La belleza/poesía es la palabra y vida compartida

Perdona, querido Diego, el gran rodeo anterior. Lo he dado para decirte que así, en la poesía hebrea de Salmos, Job y Cantar pude descubrir de nuevo el principio del arte de Dios, que consiste en que los hombres y mujeres puedan escuchar y compartir su Voz más honda y responderle, respondiéndose unos a los otros, en amor, en el camino de una historia que es vida, muerte y resurrección (expresión finita del diálogo infinito de la vida abierta al Reino, que es Dios).

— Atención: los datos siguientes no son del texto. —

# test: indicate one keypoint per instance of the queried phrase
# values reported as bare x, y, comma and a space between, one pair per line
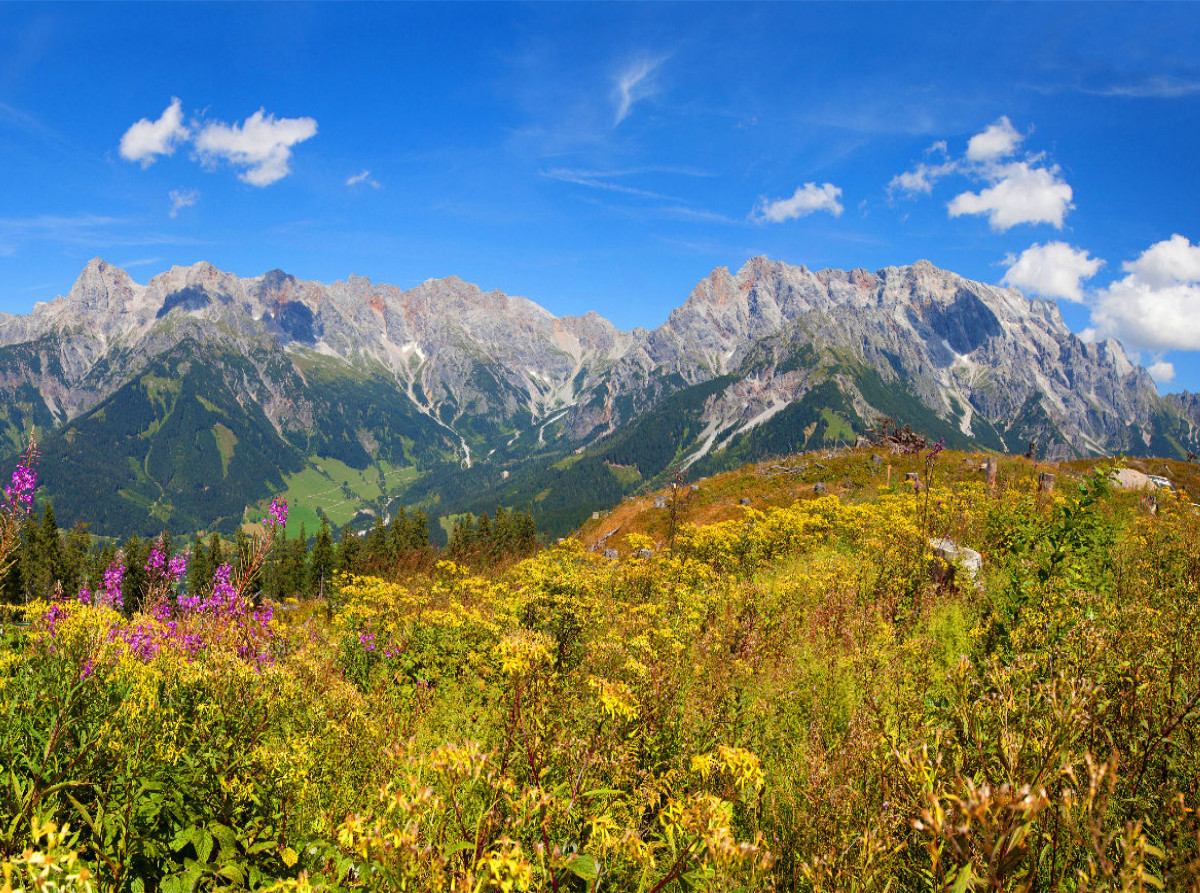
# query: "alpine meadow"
599, 448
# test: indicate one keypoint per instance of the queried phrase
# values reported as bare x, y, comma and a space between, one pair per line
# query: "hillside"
177, 402
796, 694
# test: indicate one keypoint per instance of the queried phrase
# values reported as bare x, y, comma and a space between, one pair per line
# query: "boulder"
1131, 479
951, 559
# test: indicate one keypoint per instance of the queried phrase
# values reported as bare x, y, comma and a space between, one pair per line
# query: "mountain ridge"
447, 379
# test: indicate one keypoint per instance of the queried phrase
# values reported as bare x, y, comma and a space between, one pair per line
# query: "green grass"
226, 442
334, 489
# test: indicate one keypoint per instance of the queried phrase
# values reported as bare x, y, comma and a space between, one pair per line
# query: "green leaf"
204, 847
583, 867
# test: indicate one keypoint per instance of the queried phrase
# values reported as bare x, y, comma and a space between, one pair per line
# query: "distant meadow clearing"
790, 695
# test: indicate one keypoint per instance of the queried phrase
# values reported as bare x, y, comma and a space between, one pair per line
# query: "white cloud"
262, 145
633, 85
1051, 270
999, 141
1167, 263
1157, 88
365, 177
1162, 372
1156, 306
807, 199
1021, 193
145, 139
181, 199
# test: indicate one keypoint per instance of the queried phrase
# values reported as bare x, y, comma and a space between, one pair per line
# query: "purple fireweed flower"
111, 594
52, 617
156, 561
276, 515
19, 495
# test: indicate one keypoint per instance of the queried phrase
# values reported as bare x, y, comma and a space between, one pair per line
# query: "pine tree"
397, 535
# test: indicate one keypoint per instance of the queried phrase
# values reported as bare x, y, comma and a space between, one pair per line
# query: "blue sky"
609, 156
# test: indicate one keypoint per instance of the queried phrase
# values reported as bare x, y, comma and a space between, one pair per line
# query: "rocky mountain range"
178, 402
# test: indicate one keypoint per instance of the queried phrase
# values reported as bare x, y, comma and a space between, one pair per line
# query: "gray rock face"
496, 370
979, 357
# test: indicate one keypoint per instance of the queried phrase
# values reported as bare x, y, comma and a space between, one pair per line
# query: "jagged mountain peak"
102, 287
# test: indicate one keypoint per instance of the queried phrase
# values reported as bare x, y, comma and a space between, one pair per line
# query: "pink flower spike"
276, 515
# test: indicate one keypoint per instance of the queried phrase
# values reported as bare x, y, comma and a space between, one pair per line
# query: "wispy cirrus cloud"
363, 178
606, 180
633, 84
261, 145
181, 199
807, 199
1162, 87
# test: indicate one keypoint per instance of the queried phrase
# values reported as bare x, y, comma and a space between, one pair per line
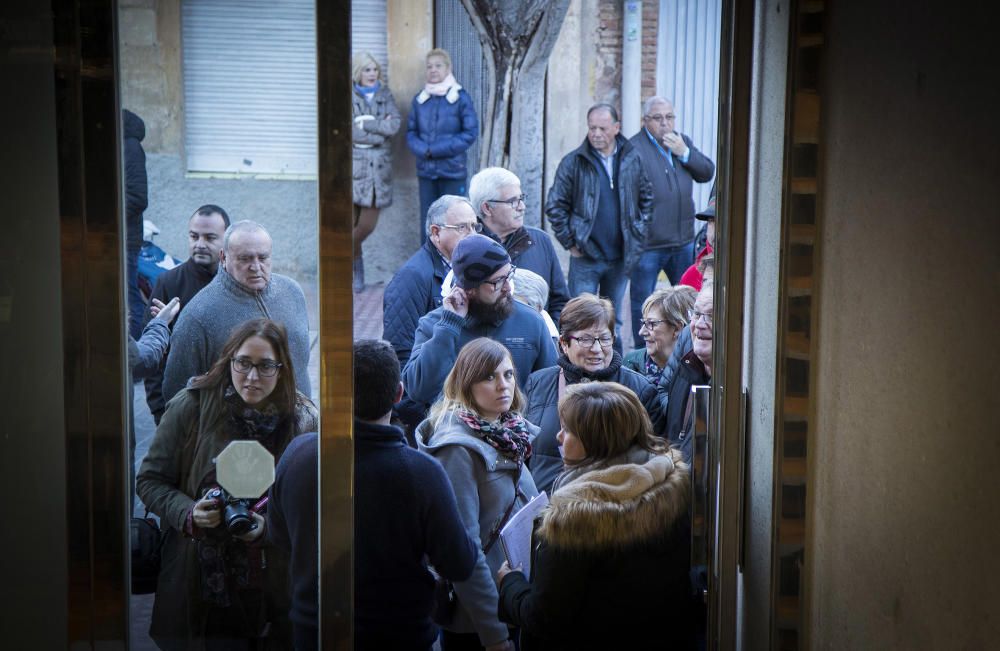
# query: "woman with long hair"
586, 337
478, 434
612, 549
376, 121
219, 590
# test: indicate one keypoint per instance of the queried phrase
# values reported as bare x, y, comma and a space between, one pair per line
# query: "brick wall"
650, 29
608, 41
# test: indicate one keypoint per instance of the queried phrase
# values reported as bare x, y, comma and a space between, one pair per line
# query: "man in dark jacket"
599, 206
415, 289
206, 228
673, 164
479, 305
495, 194
136, 200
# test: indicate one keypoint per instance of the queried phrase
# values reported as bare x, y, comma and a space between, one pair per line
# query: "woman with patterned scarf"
586, 336
218, 590
478, 434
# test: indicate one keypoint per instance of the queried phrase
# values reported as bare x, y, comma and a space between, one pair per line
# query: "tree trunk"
517, 39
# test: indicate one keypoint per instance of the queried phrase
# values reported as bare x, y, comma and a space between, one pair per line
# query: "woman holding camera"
218, 589
612, 550
478, 434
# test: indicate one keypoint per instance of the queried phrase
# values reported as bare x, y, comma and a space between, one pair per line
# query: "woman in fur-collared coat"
612, 550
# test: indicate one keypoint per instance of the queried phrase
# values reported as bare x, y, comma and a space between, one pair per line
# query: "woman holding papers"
610, 567
478, 434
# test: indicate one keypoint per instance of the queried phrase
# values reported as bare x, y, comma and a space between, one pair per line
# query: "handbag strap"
495, 534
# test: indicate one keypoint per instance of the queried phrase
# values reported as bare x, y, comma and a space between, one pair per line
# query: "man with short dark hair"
480, 304
244, 288
599, 206
673, 164
206, 228
404, 511
496, 195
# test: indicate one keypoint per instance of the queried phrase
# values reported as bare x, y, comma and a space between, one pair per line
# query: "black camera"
237, 514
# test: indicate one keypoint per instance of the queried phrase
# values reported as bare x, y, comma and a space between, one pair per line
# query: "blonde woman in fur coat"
612, 550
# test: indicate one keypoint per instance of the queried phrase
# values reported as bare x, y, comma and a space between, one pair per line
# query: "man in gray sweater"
243, 289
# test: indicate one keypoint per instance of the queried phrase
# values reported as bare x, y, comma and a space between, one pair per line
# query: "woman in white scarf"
441, 127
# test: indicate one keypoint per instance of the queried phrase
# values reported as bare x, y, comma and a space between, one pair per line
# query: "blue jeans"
673, 261
430, 190
603, 278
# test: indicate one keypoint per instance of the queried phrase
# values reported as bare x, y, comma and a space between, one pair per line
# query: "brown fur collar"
619, 506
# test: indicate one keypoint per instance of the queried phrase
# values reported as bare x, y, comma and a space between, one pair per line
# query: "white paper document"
515, 537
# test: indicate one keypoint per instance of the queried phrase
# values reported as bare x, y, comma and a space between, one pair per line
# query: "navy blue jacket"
542, 392
531, 248
404, 510
413, 291
673, 206
442, 333
439, 132
292, 521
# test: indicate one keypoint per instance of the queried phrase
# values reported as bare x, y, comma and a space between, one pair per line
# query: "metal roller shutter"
249, 71
369, 32
687, 72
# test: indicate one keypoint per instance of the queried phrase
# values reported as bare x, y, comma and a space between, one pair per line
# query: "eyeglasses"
267, 368
694, 316
588, 342
649, 324
510, 202
465, 228
497, 284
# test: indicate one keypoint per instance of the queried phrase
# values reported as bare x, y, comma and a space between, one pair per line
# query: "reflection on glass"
219, 181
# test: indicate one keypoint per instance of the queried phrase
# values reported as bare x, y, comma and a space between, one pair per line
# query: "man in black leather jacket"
599, 206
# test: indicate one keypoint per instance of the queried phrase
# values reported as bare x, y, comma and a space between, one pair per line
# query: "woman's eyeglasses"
267, 368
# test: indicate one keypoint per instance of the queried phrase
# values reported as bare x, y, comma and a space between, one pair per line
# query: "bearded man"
480, 304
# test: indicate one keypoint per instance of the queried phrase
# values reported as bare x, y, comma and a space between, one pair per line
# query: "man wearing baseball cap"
480, 304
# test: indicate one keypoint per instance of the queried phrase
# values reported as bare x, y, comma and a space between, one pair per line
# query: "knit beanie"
475, 259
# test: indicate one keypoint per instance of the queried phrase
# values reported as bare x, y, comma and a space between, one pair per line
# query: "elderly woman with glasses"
586, 337
215, 588
664, 317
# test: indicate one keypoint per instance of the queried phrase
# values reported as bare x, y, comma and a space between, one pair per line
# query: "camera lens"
238, 519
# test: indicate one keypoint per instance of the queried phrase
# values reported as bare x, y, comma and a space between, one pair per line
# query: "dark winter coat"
180, 458
531, 248
183, 282
689, 373
393, 589
543, 410
136, 185
372, 148
572, 202
439, 131
485, 483
442, 333
673, 204
610, 565
413, 291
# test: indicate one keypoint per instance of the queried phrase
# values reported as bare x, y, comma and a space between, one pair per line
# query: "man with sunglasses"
496, 195
481, 304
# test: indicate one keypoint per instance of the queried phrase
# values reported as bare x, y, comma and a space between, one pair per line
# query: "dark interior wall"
905, 519
32, 440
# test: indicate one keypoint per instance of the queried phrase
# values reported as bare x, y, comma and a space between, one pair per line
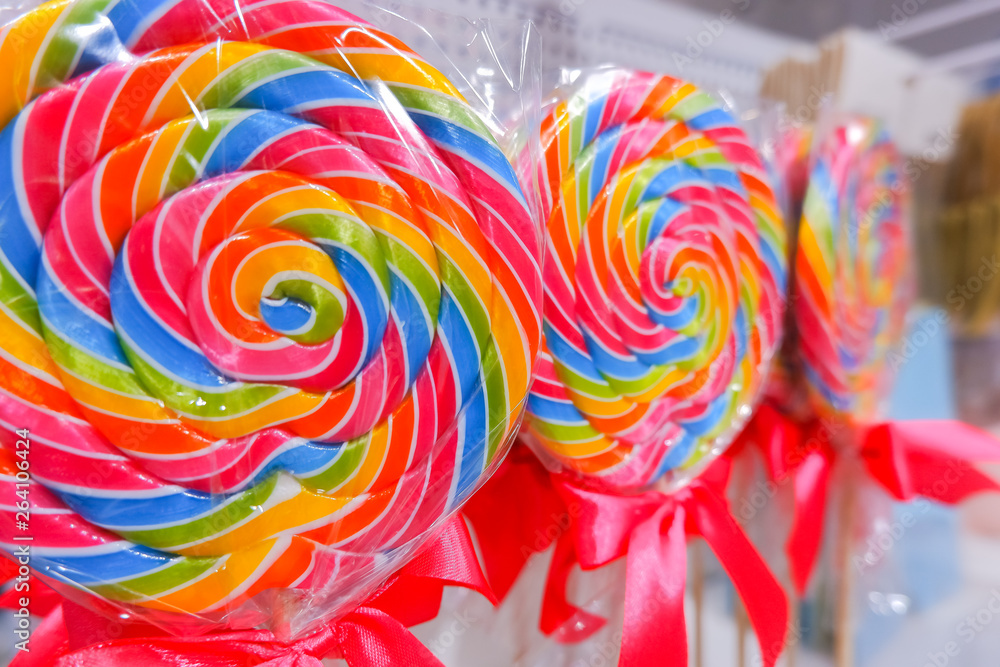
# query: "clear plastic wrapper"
270, 300
664, 279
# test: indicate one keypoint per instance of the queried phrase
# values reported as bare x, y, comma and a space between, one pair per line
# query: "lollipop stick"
698, 593
843, 628
741, 633
793, 617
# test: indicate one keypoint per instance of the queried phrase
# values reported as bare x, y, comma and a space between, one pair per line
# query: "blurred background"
931, 70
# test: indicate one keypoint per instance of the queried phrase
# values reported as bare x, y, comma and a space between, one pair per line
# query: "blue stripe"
138, 324
16, 241
682, 317
611, 366
243, 138
128, 14
328, 86
604, 148
416, 338
95, 570
285, 315
71, 323
592, 118
474, 446
669, 179
466, 143
742, 334
462, 345
101, 48
362, 287
127, 512
556, 411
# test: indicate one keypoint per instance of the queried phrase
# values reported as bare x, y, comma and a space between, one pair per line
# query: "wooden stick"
742, 630
844, 626
792, 650
698, 593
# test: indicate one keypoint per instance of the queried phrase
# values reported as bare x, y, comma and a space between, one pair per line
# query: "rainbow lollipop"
268, 315
852, 282
663, 280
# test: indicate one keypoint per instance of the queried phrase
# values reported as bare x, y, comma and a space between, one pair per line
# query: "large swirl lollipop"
852, 282
663, 280
267, 316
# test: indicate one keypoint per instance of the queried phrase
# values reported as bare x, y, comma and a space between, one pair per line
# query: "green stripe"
237, 508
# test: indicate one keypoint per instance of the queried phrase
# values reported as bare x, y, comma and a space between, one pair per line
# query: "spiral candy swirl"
269, 296
664, 279
852, 282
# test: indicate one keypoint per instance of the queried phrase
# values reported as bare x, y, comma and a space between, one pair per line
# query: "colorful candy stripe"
663, 281
257, 319
852, 275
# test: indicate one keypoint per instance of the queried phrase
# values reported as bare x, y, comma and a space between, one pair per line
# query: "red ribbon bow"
592, 529
374, 634
929, 458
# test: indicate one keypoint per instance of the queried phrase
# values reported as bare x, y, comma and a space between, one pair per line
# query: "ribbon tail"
510, 516
369, 637
934, 459
414, 595
810, 483
560, 619
48, 642
655, 632
761, 593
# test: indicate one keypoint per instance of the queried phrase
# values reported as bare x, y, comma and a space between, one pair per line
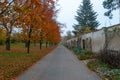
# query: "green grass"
86, 55
104, 70
12, 54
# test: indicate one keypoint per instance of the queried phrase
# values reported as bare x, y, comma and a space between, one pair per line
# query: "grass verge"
14, 62
104, 70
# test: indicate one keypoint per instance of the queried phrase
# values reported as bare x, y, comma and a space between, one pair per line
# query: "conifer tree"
86, 17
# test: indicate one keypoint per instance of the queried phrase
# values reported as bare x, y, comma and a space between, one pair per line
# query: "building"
95, 41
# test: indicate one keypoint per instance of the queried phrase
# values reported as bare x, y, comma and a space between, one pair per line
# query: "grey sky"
68, 10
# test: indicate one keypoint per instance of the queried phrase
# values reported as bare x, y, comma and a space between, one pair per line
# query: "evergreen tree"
86, 17
111, 5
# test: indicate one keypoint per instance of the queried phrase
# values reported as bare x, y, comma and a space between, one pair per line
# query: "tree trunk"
28, 46
8, 43
34, 43
28, 43
40, 45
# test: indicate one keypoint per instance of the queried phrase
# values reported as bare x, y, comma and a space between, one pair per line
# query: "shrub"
111, 57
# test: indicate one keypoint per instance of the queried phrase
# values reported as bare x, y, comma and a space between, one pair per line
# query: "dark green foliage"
110, 57
111, 5
86, 17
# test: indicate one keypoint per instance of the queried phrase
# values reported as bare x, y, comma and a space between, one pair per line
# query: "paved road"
60, 64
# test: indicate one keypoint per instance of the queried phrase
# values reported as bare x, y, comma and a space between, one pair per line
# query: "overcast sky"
68, 10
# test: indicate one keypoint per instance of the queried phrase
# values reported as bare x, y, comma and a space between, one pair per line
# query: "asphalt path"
60, 64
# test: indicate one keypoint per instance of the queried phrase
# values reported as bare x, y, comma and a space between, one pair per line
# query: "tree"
86, 17
111, 5
8, 19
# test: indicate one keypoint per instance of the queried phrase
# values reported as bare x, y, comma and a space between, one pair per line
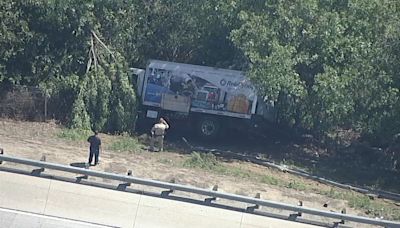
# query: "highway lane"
26, 201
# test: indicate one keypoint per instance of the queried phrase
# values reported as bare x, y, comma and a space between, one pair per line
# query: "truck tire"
208, 127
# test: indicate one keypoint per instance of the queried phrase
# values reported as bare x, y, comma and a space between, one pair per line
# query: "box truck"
205, 99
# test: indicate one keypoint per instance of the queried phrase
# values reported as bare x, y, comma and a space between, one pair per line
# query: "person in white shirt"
157, 134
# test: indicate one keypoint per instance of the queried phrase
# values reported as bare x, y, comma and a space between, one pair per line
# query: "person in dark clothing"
95, 147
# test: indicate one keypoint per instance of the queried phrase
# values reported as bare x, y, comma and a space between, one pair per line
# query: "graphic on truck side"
231, 93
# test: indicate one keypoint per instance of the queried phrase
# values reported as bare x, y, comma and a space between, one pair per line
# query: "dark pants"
94, 153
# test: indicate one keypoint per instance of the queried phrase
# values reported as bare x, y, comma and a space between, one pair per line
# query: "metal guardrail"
200, 191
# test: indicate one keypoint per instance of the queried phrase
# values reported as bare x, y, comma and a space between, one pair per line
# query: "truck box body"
208, 98
209, 90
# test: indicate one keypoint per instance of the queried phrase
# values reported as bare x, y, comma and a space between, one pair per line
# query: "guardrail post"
167, 192
1, 152
252, 208
210, 199
293, 217
123, 186
300, 204
78, 179
37, 172
343, 212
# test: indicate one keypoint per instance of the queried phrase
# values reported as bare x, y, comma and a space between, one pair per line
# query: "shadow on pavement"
78, 164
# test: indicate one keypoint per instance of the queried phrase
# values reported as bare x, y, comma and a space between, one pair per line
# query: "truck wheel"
208, 127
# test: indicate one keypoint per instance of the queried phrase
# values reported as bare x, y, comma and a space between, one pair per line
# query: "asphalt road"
27, 201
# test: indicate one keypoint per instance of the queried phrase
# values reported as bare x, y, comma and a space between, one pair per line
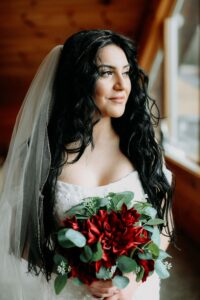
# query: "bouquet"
105, 238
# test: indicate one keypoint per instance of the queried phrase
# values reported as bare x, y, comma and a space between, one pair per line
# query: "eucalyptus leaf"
76, 237
60, 283
161, 270
104, 273
126, 264
163, 255
86, 255
63, 240
153, 249
103, 202
155, 221
149, 228
120, 281
156, 236
146, 256
140, 274
59, 258
77, 281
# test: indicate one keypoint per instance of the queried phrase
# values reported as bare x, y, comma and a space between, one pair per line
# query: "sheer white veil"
24, 173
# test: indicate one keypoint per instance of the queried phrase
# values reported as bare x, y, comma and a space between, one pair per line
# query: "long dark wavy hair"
72, 120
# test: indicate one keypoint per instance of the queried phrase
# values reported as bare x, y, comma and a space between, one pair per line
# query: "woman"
99, 138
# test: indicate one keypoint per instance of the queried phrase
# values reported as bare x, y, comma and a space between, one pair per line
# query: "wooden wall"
30, 28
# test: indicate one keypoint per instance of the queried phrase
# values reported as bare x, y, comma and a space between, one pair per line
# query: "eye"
126, 74
105, 74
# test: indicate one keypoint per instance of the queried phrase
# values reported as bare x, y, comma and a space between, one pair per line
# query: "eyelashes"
106, 74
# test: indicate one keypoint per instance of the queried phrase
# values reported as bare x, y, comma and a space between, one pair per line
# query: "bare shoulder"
97, 168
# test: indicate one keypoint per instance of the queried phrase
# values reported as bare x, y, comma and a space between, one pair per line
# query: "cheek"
128, 87
100, 90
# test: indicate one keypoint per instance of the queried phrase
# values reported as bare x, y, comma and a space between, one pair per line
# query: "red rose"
129, 216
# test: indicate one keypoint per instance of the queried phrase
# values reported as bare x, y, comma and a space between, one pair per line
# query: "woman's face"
113, 86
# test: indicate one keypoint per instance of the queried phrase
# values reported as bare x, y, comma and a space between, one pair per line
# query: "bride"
84, 129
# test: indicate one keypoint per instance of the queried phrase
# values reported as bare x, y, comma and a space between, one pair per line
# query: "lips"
118, 99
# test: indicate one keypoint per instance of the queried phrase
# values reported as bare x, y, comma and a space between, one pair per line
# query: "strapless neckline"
77, 186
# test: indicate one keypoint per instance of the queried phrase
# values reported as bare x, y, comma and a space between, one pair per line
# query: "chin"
117, 113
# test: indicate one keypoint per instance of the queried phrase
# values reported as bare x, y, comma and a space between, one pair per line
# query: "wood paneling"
186, 206
30, 28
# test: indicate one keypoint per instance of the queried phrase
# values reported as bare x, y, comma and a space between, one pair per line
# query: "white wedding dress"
68, 195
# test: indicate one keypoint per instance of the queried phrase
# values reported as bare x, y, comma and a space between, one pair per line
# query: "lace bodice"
68, 195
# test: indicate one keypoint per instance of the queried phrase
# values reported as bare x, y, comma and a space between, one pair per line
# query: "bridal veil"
23, 176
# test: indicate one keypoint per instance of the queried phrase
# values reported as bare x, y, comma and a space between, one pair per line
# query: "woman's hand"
106, 290
103, 289
129, 291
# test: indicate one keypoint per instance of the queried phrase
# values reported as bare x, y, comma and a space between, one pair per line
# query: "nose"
119, 82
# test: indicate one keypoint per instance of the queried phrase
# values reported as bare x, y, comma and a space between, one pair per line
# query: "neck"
103, 132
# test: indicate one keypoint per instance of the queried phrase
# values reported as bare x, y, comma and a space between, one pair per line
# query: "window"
181, 128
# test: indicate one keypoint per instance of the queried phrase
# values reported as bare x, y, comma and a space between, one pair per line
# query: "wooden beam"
152, 37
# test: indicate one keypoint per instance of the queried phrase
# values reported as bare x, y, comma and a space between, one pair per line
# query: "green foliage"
120, 281
105, 273
161, 269
68, 238
60, 283
140, 274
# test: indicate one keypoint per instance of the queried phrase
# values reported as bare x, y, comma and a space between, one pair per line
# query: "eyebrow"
112, 67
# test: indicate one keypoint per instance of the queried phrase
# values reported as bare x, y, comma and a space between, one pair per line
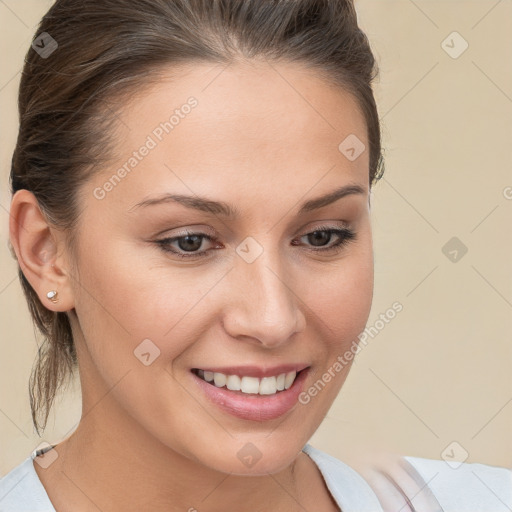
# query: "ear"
40, 250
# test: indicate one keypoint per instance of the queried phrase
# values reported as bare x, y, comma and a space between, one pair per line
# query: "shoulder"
21, 490
466, 487
347, 486
413, 483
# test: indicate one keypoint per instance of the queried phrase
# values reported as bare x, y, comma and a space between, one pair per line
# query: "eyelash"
346, 235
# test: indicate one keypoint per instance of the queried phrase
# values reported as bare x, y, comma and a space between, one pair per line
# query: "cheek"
126, 299
340, 294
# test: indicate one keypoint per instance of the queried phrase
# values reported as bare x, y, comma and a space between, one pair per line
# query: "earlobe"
36, 244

Sólo en ese contexto, retomando en clave bíblica la experiencia de los bertsolaris de mi pueblo, pude intuir otra vez el sentido del arte verdadero, que no nos evade ni encierra en la “cueva”  de una verdad 'eterna' pero muerta, con hombres atados ante una pared de claro‒oscuro, desde donde sólo pueden verse las sombras de los hombres ideales que parecen pasar por fuera (pero que no existen), pues sólo son reales aquellos que aman y mueren amándose en la misma cueva, llamados a romper sus ataduras, saliendo así de Egipto donde han sido cautivados

Ciertamente, los bertsolaris no dicen lo mismo que los poetas, ni son Jesús de Nazaret, pero nos sitúan (a mi me situaron) más cerca de Jesús que los escolásticos de Grecia y de la misma Edad Media latina, quizá hasta llegar a Kant, por extraño que parezca, pues me ayudó a entender mejor la fe poética y humana, del hombre entero. Los bertsolaris me dijeron de niño que la verdad se expresa en la carne de la vida, en diálogo con los problemas concretos, en respeto, en solidaridad con los más pobres, sin necesidad de apuntalar la palabra con un poder externo, pues la misma palabra es la autoridad y verdad de la vida. Y así lo descubrí de nuevo en los profetas de Israel y, en otra línea, más compleja pero clara en el mismo Dios de Kant, a pesar de la muleta del imperativo categórico con el postulado Dios.

En ese sentido descubrí otra vez que la poesía es vivir en belleza y verdad, comunicándonos la vida, como el Dios Bertsolari de Gen I que crea diciendo. Los profetas me dijeron que somos como versolaris  al acoger y decir la palabras, sin imposición externa, diciéndonos unos a los otros y siendo de esa forma un pueblo real, la humanidad que ama y engendra, sembrando su semilla de esperanza en los que van naciendo y aprendiendo a ser, y renaciendo por la muerte en los que vienen, como el Cristo que da la vida viviendo en aquellos que acogen su palabra.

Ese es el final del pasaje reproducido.